I am neither anti-Christian nor anti-religion. In fact, I am quite religious. And the problem is not Robertson’s specific beliefs, although I obviously do not agree with them. Rather, the problem is that by not being upfront with Virginia voters about their shared vision of specifically injecting their conservative Christian beliefs deeply into the policies and processes of Virginia governance, Mr. McDonnell and Rev. Robertson are perpetrating a fraud on the citizens of the Commonwealth.
One clear manifestation of this is Rev. Robertson’s conspicuous absence from the political scene as a McDonnell supporter.

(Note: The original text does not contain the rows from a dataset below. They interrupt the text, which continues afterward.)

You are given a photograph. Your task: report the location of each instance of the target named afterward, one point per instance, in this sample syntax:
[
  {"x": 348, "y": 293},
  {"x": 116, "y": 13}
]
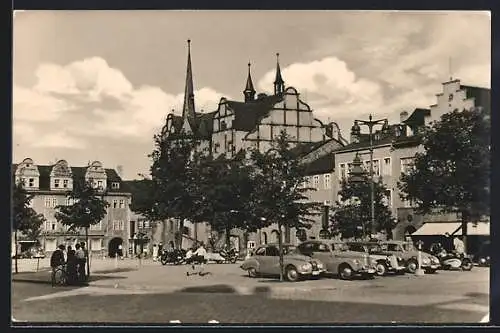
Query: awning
[
  {"x": 476, "y": 229},
  {"x": 435, "y": 229}
]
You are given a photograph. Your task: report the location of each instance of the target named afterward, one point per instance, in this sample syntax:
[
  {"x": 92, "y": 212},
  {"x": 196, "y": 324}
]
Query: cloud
[{"x": 90, "y": 99}]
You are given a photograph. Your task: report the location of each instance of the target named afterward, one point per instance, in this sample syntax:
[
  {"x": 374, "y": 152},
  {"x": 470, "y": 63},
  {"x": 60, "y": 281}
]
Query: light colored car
[
  {"x": 386, "y": 262},
  {"x": 338, "y": 259},
  {"x": 409, "y": 254},
  {"x": 265, "y": 262}
]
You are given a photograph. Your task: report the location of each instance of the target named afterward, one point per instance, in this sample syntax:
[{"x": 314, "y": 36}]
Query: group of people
[
  {"x": 73, "y": 261},
  {"x": 196, "y": 258}
]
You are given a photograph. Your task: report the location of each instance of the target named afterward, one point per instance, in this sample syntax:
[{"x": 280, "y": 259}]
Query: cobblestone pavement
[{"x": 447, "y": 297}]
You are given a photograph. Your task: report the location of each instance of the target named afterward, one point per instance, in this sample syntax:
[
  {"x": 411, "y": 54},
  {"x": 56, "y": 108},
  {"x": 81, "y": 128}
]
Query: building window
[
  {"x": 316, "y": 181},
  {"x": 386, "y": 169},
  {"x": 407, "y": 164},
  {"x": 327, "y": 180},
  {"x": 342, "y": 173}
]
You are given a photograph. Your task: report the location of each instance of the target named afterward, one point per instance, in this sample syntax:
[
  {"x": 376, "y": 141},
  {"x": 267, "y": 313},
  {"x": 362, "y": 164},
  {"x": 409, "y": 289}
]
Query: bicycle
[{"x": 59, "y": 276}]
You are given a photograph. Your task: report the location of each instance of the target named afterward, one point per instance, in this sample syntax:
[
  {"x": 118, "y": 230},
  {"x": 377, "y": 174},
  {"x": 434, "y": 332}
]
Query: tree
[
  {"x": 25, "y": 220},
  {"x": 226, "y": 186},
  {"x": 88, "y": 208},
  {"x": 278, "y": 196},
  {"x": 175, "y": 176},
  {"x": 352, "y": 215},
  {"x": 452, "y": 174}
]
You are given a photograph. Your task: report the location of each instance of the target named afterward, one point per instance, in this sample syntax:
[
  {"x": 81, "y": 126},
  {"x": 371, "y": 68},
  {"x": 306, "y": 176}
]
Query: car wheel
[
  {"x": 292, "y": 274},
  {"x": 412, "y": 266},
  {"x": 381, "y": 269},
  {"x": 252, "y": 272},
  {"x": 466, "y": 265},
  {"x": 345, "y": 272}
]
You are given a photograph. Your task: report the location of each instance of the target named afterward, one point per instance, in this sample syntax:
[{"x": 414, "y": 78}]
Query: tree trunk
[
  {"x": 180, "y": 234},
  {"x": 15, "y": 253},
  {"x": 87, "y": 252},
  {"x": 465, "y": 220},
  {"x": 228, "y": 236}
]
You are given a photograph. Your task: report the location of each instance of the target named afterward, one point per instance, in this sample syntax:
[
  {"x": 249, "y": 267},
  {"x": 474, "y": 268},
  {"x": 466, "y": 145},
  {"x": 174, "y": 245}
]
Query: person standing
[
  {"x": 459, "y": 246},
  {"x": 80, "y": 261},
  {"x": 155, "y": 252},
  {"x": 71, "y": 265}
]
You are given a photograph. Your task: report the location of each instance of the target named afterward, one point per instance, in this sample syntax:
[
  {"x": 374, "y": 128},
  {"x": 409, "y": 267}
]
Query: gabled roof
[
  {"x": 482, "y": 96},
  {"x": 78, "y": 174},
  {"x": 248, "y": 115},
  {"x": 417, "y": 118},
  {"x": 324, "y": 164}
]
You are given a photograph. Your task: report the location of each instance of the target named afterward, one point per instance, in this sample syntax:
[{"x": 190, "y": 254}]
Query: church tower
[
  {"x": 279, "y": 84},
  {"x": 188, "y": 111},
  {"x": 249, "y": 91}
]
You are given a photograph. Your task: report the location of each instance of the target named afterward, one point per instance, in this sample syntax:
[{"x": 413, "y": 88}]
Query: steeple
[
  {"x": 188, "y": 107},
  {"x": 279, "y": 84},
  {"x": 249, "y": 91}
]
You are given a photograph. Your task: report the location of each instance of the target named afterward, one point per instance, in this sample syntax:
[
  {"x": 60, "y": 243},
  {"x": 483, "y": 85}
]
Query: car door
[
  {"x": 270, "y": 261},
  {"x": 322, "y": 252}
]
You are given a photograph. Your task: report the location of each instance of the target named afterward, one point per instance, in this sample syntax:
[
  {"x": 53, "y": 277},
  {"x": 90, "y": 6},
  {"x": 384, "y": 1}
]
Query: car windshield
[
  {"x": 409, "y": 247},
  {"x": 373, "y": 248},
  {"x": 289, "y": 249}
]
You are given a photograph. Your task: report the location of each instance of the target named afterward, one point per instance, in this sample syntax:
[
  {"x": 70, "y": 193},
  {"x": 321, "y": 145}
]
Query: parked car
[
  {"x": 265, "y": 262},
  {"x": 386, "y": 262},
  {"x": 409, "y": 254},
  {"x": 338, "y": 259},
  {"x": 482, "y": 257}
]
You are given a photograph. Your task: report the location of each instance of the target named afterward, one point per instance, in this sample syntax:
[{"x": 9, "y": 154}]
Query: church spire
[
  {"x": 279, "y": 84},
  {"x": 188, "y": 107},
  {"x": 249, "y": 91}
]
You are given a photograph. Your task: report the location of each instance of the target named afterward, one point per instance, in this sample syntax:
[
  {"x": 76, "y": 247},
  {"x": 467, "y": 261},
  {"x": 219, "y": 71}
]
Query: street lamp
[{"x": 371, "y": 123}]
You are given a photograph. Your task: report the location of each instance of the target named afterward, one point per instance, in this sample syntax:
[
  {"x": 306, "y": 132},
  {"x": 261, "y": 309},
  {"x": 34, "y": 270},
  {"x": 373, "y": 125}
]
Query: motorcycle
[
  {"x": 230, "y": 256},
  {"x": 452, "y": 260},
  {"x": 175, "y": 257}
]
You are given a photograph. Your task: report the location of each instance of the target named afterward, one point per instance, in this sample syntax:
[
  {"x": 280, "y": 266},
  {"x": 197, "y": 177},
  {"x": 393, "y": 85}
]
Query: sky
[{"x": 97, "y": 85}]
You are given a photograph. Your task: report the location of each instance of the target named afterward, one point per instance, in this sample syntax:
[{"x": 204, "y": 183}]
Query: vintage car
[
  {"x": 409, "y": 254},
  {"x": 386, "y": 262},
  {"x": 265, "y": 262},
  {"x": 338, "y": 259}
]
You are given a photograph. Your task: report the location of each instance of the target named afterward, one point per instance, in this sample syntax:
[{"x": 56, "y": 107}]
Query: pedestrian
[
  {"x": 57, "y": 260},
  {"x": 155, "y": 252},
  {"x": 459, "y": 246},
  {"x": 71, "y": 266},
  {"x": 81, "y": 261}
]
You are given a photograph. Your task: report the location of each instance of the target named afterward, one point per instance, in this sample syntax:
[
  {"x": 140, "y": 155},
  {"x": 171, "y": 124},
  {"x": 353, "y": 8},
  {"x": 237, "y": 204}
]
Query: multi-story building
[
  {"x": 254, "y": 122},
  {"x": 394, "y": 149},
  {"x": 50, "y": 186}
]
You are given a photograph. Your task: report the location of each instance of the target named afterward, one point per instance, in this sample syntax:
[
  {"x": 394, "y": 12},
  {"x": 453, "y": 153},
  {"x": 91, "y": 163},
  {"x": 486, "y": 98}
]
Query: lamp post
[
  {"x": 356, "y": 175},
  {"x": 371, "y": 123}
]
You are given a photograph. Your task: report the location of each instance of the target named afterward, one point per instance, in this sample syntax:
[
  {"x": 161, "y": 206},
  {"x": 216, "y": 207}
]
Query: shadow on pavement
[
  {"x": 45, "y": 279},
  {"x": 218, "y": 288}
]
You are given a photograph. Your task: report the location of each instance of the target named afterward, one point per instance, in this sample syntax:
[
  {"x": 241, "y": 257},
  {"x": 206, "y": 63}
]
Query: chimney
[
  {"x": 119, "y": 170},
  {"x": 403, "y": 116}
]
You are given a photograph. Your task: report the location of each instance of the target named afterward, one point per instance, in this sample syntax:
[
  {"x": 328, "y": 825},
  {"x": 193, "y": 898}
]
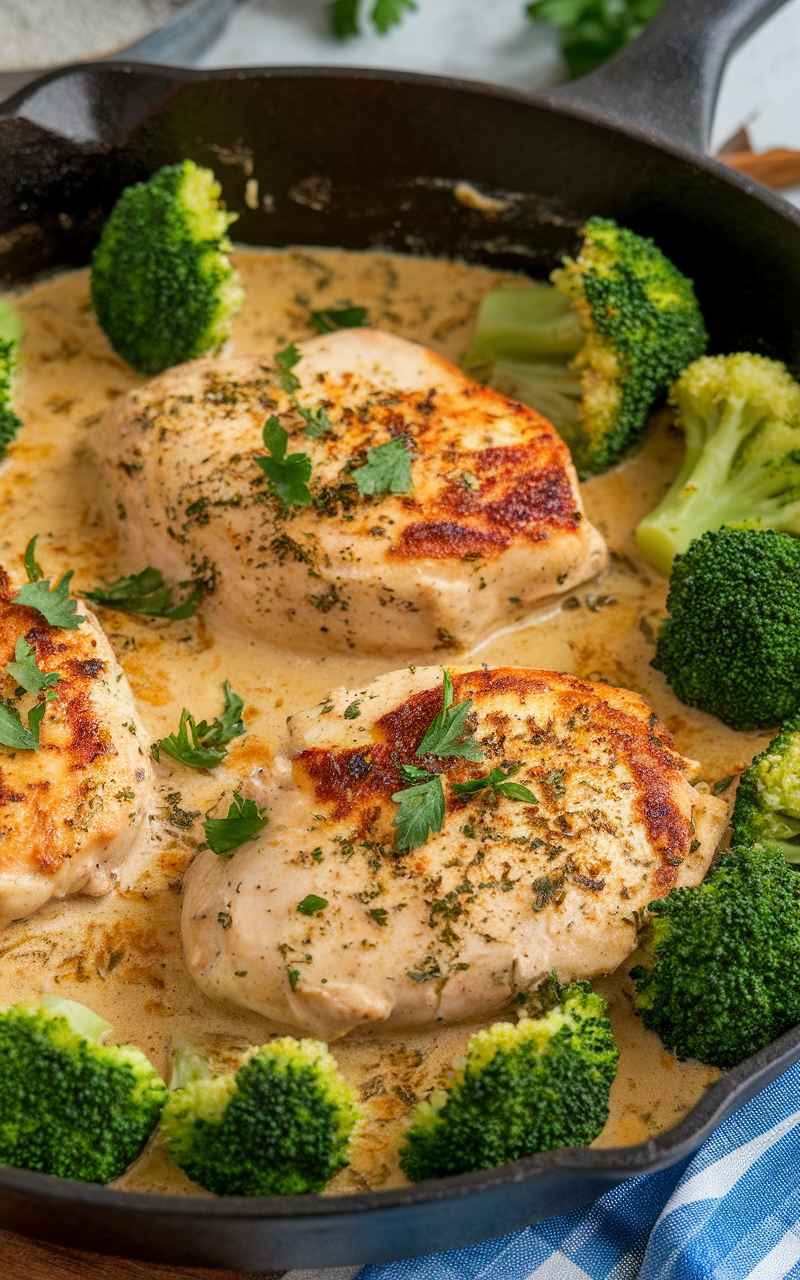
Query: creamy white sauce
[{"x": 122, "y": 954}]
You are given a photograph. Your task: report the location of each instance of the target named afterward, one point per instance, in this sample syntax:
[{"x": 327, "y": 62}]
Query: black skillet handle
[{"x": 666, "y": 81}]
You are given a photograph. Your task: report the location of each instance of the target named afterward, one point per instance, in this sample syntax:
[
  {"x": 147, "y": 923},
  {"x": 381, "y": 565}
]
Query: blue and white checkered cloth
[{"x": 731, "y": 1212}]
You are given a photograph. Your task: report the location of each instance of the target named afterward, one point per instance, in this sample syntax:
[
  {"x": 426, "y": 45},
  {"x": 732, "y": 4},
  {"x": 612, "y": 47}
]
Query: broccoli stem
[
  {"x": 82, "y": 1020},
  {"x": 525, "y": 341},
  {"x": 190, "y": 1063}
]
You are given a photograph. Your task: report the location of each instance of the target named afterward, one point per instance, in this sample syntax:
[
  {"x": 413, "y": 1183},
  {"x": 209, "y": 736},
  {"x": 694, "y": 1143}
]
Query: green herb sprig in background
[{"x": 593, "y": 31}]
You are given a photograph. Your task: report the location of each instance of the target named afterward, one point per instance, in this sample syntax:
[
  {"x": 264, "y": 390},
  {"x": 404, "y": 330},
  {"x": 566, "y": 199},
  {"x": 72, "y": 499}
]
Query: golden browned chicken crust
[
  {"x": 72, "y": 812},
  {"x": 493, "y": 525},
  {"x": 507, "y": 891}
]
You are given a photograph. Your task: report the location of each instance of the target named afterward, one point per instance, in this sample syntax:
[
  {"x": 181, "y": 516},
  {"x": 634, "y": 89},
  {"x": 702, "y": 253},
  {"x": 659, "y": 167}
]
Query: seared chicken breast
[
  {"x": 484, "y": 520},
  {"x": 328, "y": 924},
  {"x": 72, "y": 810}
]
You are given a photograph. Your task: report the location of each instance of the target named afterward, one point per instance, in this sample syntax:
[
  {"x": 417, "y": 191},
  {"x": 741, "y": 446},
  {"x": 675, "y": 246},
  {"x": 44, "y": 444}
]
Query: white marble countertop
[{"x": 760, "y": 88}]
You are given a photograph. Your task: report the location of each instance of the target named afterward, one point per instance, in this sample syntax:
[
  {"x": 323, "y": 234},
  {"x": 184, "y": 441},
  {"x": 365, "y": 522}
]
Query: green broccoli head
[
  {"x": 10, "y": 337},
  {"x": 163, "y": 287},
  {"x": 641, "y": 327},
  {"x": 538, "y": 1084},
  {"x": 767, "y": 809},
  {"x": 741, "y": 464},
  {"x": 731, "y": 644},
  {"x": 595, "y": 350},
  {"x": 279, "y": 1125},
  {"x": 69, "y": 1105},
  {"x": 726, "y": 954}
]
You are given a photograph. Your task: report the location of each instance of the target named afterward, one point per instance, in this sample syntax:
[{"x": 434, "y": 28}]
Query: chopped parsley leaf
[
  {"x": 202, "y": 746},
  {"x": 28, "y": 560},
  {"x": 245, "y": 822},
  {"x": 229, "y": 725},
  {"x": 498, "y": 781},
  {"x": 286, "y": 361},
  {"x": 414, "y": 773},
  {"x": 316, "y": 421},
  {"x": 421, "y": 812},
  {"x": 443, "y": 735},
  {"x": 350, "y": 318},
  {"x": 387, "y": 469},
  {"x": 54, "y": 606},
  {"x": 288, "y": 476},
  {"x": 311, "y": 904},
  {"x": 14, "y": 734},
  {"x": 28, "y": 675},
  {"x": 144, "y": 593}
]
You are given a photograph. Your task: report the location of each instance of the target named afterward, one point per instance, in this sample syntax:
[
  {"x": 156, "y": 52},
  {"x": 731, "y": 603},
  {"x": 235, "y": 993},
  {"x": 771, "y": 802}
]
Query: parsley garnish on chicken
[
  {"x": 316, "y": 419},
  {"x": 144, "y": 593},
  {"x": 245, "y": 822},
  {"x": 27, "y": 673},
  {"x": 55, "y": 606},
  {"x": 387, "y": 469},
  {"x": 288, "y": 475},
  {"x": 31, "y": 565},
  {"x": 13, "y": 732},
  {"x": 446, "y": 734},
  {"x": 348, "y": 318},
  {"x": 499, "y": 781},
  {"x": 421, "y": 805},
  {"x": 202, "y": 745}
]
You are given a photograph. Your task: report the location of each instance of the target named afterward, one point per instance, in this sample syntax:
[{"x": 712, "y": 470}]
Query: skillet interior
[{"x": 368, "y": 160}]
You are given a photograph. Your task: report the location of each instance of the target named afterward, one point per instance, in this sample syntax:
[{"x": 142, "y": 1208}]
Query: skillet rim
[{"x": 607, "y": 1166}]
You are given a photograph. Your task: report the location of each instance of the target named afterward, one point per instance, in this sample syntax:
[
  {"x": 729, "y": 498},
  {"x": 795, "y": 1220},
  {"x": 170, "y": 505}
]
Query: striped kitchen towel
[{"x": 731, "y": 1212}]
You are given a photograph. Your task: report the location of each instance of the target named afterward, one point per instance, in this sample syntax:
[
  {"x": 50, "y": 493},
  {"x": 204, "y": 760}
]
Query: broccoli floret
[
  {"x": 69, "y": 1105},
  {"x": 538, "y": 1084},
  {"x": 279, "y": 1125},
  {"x": 731, "y": 644},
  {"x": 767, "y": 809},
  {"x": 163, "y": 287},
  {"x": 10, "y": 337},
  {"x": 597, "y": 373},
  {"x": 726, "y": 955},
  {"x": 741, "y": 465}
]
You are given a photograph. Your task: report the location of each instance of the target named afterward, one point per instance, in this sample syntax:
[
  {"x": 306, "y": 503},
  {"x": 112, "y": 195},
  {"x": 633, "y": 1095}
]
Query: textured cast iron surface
[{"x": 360, "y": 160}]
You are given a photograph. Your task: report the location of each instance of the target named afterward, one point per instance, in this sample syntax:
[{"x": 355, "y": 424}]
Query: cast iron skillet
[{"x": 362, "y": 159}]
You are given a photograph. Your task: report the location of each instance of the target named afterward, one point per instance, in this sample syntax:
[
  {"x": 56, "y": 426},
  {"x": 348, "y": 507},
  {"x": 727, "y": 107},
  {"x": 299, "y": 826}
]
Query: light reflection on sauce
[{"x": 122, "y": 954}]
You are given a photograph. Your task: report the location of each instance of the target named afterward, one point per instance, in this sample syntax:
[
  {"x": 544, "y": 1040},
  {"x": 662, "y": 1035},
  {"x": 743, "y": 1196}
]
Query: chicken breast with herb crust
[
  {"x": 72, "y": 810},
  {"x": 540, "y": 816},
  {"x": 393, "y": 503}
]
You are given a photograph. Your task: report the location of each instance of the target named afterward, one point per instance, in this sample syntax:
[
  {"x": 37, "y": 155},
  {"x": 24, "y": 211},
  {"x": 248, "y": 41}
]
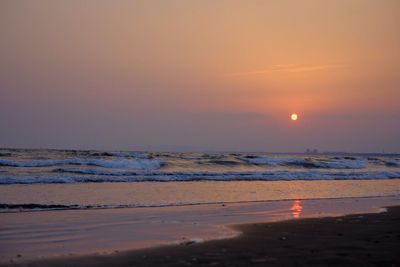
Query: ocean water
[{"x": 73, "y": 179}]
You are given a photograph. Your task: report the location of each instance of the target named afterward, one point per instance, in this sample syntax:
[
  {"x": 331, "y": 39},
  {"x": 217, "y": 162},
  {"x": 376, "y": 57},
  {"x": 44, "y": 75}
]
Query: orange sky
[{"x": 200, "y": 74}]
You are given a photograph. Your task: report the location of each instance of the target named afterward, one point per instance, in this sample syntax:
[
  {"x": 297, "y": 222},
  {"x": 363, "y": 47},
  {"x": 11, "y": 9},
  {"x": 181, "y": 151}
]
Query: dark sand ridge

I don’t know whether Mr. McDonnell and Rev. Robertson have appeared together recently, but I could not find evidence of such an appearance on Google (for whatever that is worth). If they did appear together, and I missed it, it was not a highly publicized appearance.
More telling, perhaps, is the money trail, or. curiously enough, the lack of one.
Take a look at the 2006 interview Rev. Robertson did with Mr. McDonnell on the 700 Club. The Reverend is kvelling at his former student, now the Attorney General of the Commonwealth. And toward the end of the interview, Robertson tries, but cannot fully suppress his Cheshire Cat grin as he asks McDonnell about “other opportunities down the road,” presumably the Gubernatorial election and beyond.
So, you would think that Mr. McDonnell's candidacy would generate some financial support from the Reverend. Certainly, when Mr. McDonnell ran for Attorney General, Rev. Robertson gave him $66K, making him the single largest individual donor to the McDonnell campaign.
So, how much has Rev. Robertson donated to Mr. McDonnell for this race - to be governor? Would you believe only $10K? And that was last year. So far, in 2009, Rev. Robertson has not contributed one red cent to Mr. McDonnell.
In comparison, in the last three Gubernatorial elections, Rev. Robertson donated as follows:
-- $47.5K to Kilgore
-- $60K to Earley
-- $50K to Gilmore
But somehow, the candidate to which he is closest rates $10K? And nothing in the actual year of the election?
I can only speculate, but if I didn’t know better, I’d suspect the Rev. Robertson is intentionally laying low, fearful that his name showing up near the top of the VPAP donation would almost certainly generate news...
And that might generate questions…
About the extent to which Mr. McDonnell has been influenced and believes in Regent's mission...
And that might lead to some difficult answers...
And those answers might make many Virginians who believe in the separation of Church and State very uncomfortable with the thought of Governor McDonnell.